What Is This Man Giving Us?
I guess I've never seen Raymond Johnson dance alone before. I left the concert he shared with Ze'eva Cohen -the Cubiculo's first fall dance performance- with an overwhelming sense of eyes staring blackly at the audience. Whether by coincidence or design, the three solos he performed all had to do with a man's image of himself and the calculated way in which this image was offered to others. We played the others, and Johnson defied or cajoled or seduced us or threw us to the lions with almost unnerving coolness and intelligence.
He's a good dancer with an exceedingly straight spine and a brusque kind of strength. His face looks like an African mask, carved and rubbed into smoothness with oiled fingers. But this same face can look bleak, demoralized, very young. In the beginning of his solo, "Black Dance", he strides firmly in a circle, looking straight ahead, like someone who knows eyes are watching him, but is, God damn it, not going to look back. At the end of the dance, he's reclining like a lazy, but watchful lion; his minute, but arrogant beckoning gestures seem to say, "you come here!" to an invisible crowd, or perhaps, "Just give me all you've got, baby, and fast." In between, Johnson shows a series of moods and attitudes from coquettish to defiant, but he doesn't dwell on any of them. All his ideas are blended into one seamless dance, and the roles are so dexterously assumed and discarded that you're not even sure you've seen some of them.
He's also cool in his ridiculously titled "Tuesday's Tempered Terpsichore" -a short, minimal, slow-motion jive. To a blast from Count Basie, Johnson walks into a spotlight and slowly, decadently melts into dancing. Almost too cool to move, he makes each tiny jerk, each blase gesture quiver disdainfully off his spine. Sometimes he looks like a depraved windup toy; perhaps it used to say "fuck you", but that part of the mechanism is broken.
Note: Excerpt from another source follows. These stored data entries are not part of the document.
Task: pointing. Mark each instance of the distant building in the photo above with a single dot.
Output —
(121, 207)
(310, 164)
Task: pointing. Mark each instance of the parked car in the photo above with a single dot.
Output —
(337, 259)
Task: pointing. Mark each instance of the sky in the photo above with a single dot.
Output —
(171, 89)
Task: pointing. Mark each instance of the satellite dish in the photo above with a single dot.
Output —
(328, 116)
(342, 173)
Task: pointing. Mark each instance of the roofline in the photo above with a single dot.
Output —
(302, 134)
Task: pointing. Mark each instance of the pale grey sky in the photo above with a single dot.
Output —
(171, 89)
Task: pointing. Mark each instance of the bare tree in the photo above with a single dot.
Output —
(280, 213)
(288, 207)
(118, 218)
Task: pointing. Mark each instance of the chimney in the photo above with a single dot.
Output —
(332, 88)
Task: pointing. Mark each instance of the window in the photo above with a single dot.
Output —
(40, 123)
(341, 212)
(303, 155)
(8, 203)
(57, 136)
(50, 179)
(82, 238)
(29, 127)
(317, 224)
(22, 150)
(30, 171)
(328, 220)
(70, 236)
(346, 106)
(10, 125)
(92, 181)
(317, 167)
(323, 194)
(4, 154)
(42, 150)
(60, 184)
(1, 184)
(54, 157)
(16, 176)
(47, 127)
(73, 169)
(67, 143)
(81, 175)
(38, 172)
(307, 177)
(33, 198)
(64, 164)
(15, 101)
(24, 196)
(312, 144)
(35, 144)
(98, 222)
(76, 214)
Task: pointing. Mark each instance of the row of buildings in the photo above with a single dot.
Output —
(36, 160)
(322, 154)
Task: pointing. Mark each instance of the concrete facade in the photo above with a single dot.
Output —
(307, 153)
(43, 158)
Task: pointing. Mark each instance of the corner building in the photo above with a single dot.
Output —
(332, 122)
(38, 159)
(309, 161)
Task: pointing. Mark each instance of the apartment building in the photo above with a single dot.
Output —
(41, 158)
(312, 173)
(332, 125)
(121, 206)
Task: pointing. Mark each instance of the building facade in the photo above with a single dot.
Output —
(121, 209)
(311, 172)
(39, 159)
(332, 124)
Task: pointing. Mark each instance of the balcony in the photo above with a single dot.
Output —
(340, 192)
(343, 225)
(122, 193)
"Feathers", a solo made for Johnson by James Waring, is as fascinating and as inscrutable as most of Waring's pieces. "Feathers" is dedicated to Barbette, a trapeze artist of the '20s and '30s who wore women's clothes while performing and took off his wig for the curtain call to show he was a man. Johnson appears in a short, gleaming tunic patterned with horizontal bands, and a gilt crown that curls down from his brow and forward onto his cheeks like spitcurls. A l'Egyptienne. Something about the two-dimensional "archaic" attitudes make me think of the nymphs in Nijinsky's "L'Après Midi D'un Faun". Certain dance phrases are repeated over and over, as precise as the Mozart music that accompanies them. Johnson attacks the movements harshly, holds them for a savage pause, and then wilts. He leans backward extravagantly, threatening us with a fall into darkness from the height of a tightrope. He's strong, but curiously wistful. At times, his tilted chin and drooping waist seem to evoke the way a whole generation thought women ought to be.
This review has been edited. It originally contained some brief, complimentary remarks about Ze'eva Cohen whose solo program I had written about in detail several months earlier.